Augustine's contemporary John Chrysostom had
argued that the sword of government was a necessary imposition on the corrupt majority but
that the truly righteous in Christ needed no such domination. John distinguished the sword
of the state from the persuasion practiced by the church even in dealing with heretics.
Following a tradition common to early Christianity and rabbinic Judaism, John held that
neither faith nor morals can be forced upon the wrongdoer, persuasion being the church's
method of correction. As Pagels puts it, for John, "Church government, unlike Roman
government, remains wholly voluntary and, although hierarchically structured, is
essentially egalitarian, reflecting, in effect, the original harmony of Paradise."
Augustine's views were far more pessimistic. He
came to reject the notion that even Christians had the capacity freely to choose the good.
Augustine read back his view of the utter corruption of even baptized Christians into the
writings of Paul. Describing his own preconversion experience, Paul had written, "I
do not do what I will, but I do the very thing I hate.... I can will what is right, but I
cannot do it." (Rom. 7:15-25). Augustine applied Paul's description to baptized
Christians, a radically novel interpretation. Augustine held that the punishment for
Adam's assertion of his own autonomy against God was the loss of that autonomy for both
Adam and his progeny. For Augustine, this meant that even Christians required the
discipline of the state and the theological and moral guidance of an authoritarian church.
Augustine had written that "the union of male and female is the seed-bed, so to
speak, from which the city must grow." That union had been corrupted by the Fall and
the consequences were political as well as marital. Even Christians cannot be trusted to
govern themselves in either the body politic or the Body of Christ.
It should, however, be noted that Augustine
ascribed no inherent sacrality to the state. The state is an indispensable, secular
necessity given the corruptions of humanity and nature that followed the Fall. Christians
have a higher obligation to god. No longer are the political bonds sacred in character.

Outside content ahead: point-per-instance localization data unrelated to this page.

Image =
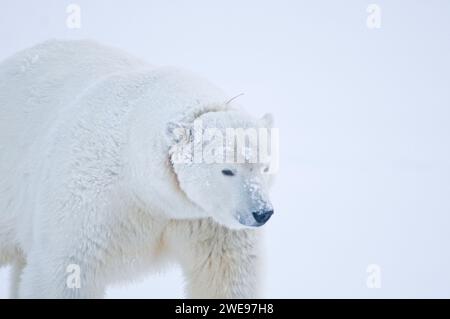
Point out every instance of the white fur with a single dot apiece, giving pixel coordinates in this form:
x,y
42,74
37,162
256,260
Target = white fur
x,y
86,178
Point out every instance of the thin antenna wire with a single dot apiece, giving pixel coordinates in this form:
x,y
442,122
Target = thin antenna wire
x,y
233,98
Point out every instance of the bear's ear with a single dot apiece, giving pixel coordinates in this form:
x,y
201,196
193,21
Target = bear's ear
x,y
177,132
267,120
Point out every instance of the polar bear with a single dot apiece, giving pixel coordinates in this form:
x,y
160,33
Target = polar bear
x,y
90,193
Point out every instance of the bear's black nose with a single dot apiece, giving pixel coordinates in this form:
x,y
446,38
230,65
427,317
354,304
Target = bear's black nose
x,y
262,217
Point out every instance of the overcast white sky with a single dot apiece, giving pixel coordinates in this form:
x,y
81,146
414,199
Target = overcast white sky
x,y
364,118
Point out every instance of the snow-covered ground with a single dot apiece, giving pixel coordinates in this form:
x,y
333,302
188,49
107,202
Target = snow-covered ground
x,y
364,118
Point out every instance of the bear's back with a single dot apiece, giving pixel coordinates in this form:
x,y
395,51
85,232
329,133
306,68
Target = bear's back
x,y
38,83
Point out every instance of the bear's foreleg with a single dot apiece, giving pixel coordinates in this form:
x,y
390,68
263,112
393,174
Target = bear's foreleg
x,y
217,262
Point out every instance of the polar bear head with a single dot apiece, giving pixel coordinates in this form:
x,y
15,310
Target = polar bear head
x,y
222,164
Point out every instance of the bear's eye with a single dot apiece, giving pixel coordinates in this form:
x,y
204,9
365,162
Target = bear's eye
x,y
227,172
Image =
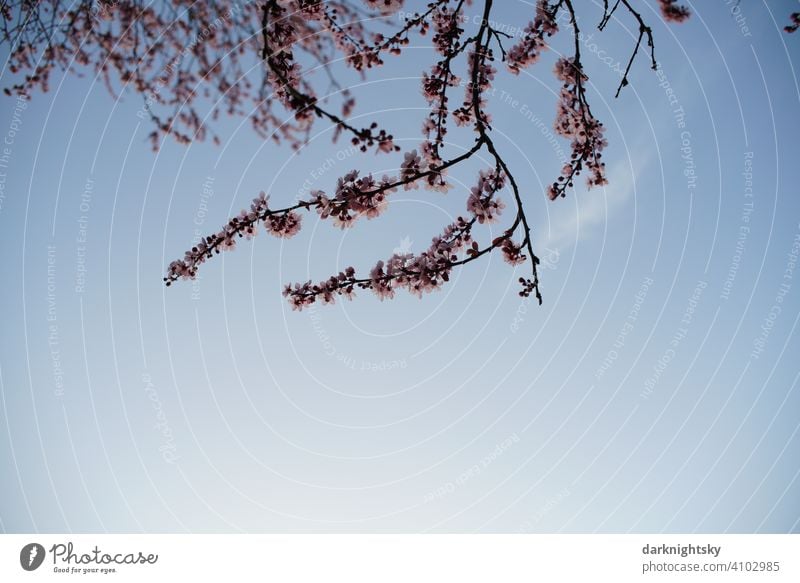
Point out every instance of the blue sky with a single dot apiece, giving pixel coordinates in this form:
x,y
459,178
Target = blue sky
x,y
655,390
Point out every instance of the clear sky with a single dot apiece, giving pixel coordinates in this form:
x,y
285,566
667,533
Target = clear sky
x,y
655,390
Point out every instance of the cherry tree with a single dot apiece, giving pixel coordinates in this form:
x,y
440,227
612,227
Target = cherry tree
x,y
267,61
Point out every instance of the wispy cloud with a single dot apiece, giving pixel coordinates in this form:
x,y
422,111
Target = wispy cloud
x,y
590,209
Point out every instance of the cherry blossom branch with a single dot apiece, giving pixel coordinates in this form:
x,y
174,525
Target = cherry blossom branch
x,y
345,207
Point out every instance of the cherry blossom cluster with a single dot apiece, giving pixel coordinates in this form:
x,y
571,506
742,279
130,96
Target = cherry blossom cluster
x,y
417,274
482,202
672,11
355,197
190,64
527,52
795,22
447,41
283,223
575,121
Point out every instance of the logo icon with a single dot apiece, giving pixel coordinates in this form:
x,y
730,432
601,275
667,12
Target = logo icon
x,y
31,556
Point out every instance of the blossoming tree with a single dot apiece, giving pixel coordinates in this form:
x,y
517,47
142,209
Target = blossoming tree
x,y
178,54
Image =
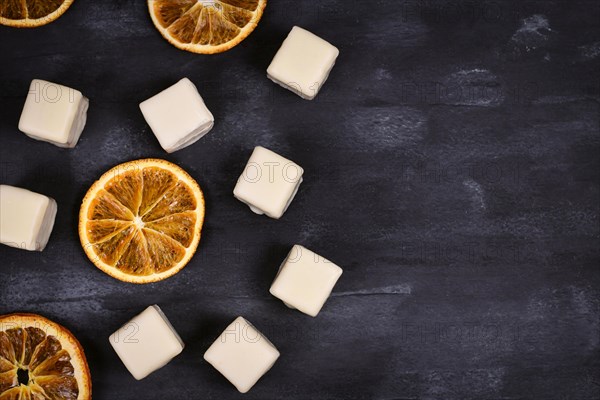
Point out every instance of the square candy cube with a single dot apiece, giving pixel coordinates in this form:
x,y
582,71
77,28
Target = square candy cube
x,y
26,218
146,343
269,183
305,280
303,63
242,354
178,116
54,113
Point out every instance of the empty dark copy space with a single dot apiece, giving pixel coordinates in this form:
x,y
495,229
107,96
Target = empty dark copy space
x,y
451,169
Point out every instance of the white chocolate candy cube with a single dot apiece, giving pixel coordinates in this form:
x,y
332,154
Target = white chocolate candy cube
x,y
178,116
54,113
305,280
269,183
303,63
242,354
146,343
26,218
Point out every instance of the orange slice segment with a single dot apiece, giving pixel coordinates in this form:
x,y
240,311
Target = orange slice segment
x,y
41,360
206,26
141,221
31,13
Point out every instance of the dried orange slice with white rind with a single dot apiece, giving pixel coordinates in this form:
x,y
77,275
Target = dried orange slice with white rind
x,y
141,221
31,13
206,26
40,360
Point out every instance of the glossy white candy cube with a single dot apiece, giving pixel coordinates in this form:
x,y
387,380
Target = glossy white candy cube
x,y
54,113
146,343
178,116
269,183
26,218
303,63
305,280
242,354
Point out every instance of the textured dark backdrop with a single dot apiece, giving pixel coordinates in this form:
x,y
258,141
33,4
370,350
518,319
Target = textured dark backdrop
x,y
452,170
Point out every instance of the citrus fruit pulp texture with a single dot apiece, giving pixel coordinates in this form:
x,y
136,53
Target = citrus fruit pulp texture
x,y
203,26
40,360
31,13
141,221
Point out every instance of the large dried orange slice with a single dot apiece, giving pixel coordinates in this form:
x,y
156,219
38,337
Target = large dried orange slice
x,y
206,26
141,221
41,360
31,13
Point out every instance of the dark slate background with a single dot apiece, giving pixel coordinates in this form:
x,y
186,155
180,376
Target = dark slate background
x,y
452,170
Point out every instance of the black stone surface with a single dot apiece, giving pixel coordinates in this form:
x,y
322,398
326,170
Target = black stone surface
x,y
452,170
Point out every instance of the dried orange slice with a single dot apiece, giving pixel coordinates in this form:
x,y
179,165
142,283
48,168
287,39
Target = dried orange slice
x,y
141,221
31,13
41,360
206,26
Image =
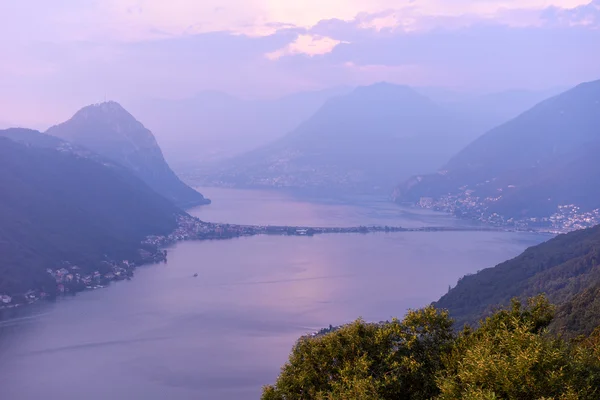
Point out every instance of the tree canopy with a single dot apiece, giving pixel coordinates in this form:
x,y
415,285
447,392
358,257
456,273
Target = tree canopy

Moreover, even the church is an imperfect institution, albeit a necessary one given the
condition of fallen humanity. Pagels concludes her study with the observation that
Augustine's pessimistic views became the dominant influence on both Catholic and
Protestant Christianity and came to "color all of western culture, Christian or not,
ever since." Adam, Eve, and the serpent have continued to influence the religious and
political consciousness in the Western world to our own day.
Pagels deserves high praise for an original,
imaginative, and authoritative work of religious scholarship. She has used her specialist
knowledge to make available to the educated public an informed account of one of the more
important ways in which the Bible and its interpreters have in every generation helped to
shape our fundamental institutions and values.